Die deutschen Justizminister wollen Hitlers "Mein Kampf" auch nach Auslaufen der Urheberrechte im nächsten Jahr verbieten, berichtet Spiegel Online mit dpa. Anders äußert sich dazu nur Niedersachsens grüne Justizministerin Antje Niewisch-Lennartz: Sie "sagte, sie könne gut verstehen, dass es etwa für jüdische Verbände "eine fast unerträgliche Vorstellung" sei, dass das Buch wieder in Deutschland zu kaufen wäre. "Ich glaube aber nicht, dass man ein Sondergesetz machen kann, das nur auf das Verbot eines Buches ausgerichtet ist." Zudem sei eine solche Maßnahme wenig erfolgversprechend, da das Buch bereits jetzt im Ausland und im Internet erhältlich sei." Niewisch-Lennartz tritt darum für eine kommentierte Ausgabe ein. Auch der Präsident des Zentralrats der Juden in Deutschland, Dieter Graumann, hat sich laut Neuer Osnabrücker Zeitung für eine kommentierte Ausgabe ausgesprochen.

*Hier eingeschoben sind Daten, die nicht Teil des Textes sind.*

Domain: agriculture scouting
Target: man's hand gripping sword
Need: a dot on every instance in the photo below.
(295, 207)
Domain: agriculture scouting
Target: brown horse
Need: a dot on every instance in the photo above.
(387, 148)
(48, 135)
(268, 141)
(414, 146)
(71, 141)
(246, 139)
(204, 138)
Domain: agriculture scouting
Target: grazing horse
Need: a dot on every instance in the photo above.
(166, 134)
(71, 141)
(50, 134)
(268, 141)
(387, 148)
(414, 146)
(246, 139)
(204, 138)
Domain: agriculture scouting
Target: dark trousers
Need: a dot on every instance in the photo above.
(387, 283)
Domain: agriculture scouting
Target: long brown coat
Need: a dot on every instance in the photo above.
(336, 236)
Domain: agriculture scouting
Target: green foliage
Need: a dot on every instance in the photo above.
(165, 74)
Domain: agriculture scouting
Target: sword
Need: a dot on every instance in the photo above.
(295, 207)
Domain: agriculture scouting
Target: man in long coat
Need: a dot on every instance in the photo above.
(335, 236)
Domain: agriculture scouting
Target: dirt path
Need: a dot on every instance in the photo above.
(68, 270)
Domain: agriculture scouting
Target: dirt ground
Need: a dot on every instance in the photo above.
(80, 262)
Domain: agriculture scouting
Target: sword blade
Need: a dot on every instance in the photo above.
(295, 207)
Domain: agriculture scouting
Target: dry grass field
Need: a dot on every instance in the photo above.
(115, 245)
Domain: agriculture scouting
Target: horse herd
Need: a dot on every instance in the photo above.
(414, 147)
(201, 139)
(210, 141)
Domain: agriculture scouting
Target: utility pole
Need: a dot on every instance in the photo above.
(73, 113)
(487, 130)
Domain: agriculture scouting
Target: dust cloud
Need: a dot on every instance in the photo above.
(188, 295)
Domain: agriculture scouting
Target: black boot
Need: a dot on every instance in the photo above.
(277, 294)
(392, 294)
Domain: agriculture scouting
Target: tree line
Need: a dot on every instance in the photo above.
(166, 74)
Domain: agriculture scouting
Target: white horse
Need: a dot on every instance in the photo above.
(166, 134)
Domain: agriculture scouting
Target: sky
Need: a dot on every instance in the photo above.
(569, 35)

Der Zürcher Germanist Wolfgang Groddeck macht sich in der NZZ stark für das Buch in gedruckter Form, zumindest was wissenschaftliche Arbeiten und Editionen angeht. Diese, so argumentiert er, seien viel zu bedeutsam um sie einem "jungen" und noch nicht gänzlich einzuschätzenden Medium (dem Internet) zu überlassen. Die "Euphorie des Alles-umsonst-haben-Wollens" müsse ausgebremst werden. Er möchte keine Verpflichtung der Forscher, open access zu publizieren. "Das Studium des literarischen Textes wird indes durch das Buch besser gewährleistet, in einem tieferen Sinne sogar erst ermöglicht. Die digitale bzw. nur digitale Textaufbereitung dekonzentriert hingegen das reflektierende und meditierende Lesen. Das haben Studien zum Leseverhalten gezeigt, das zeigt die alltägliche Erfahrung in Forschung und Lehre - und das sagt einem auch der gesunde Menschenverstand."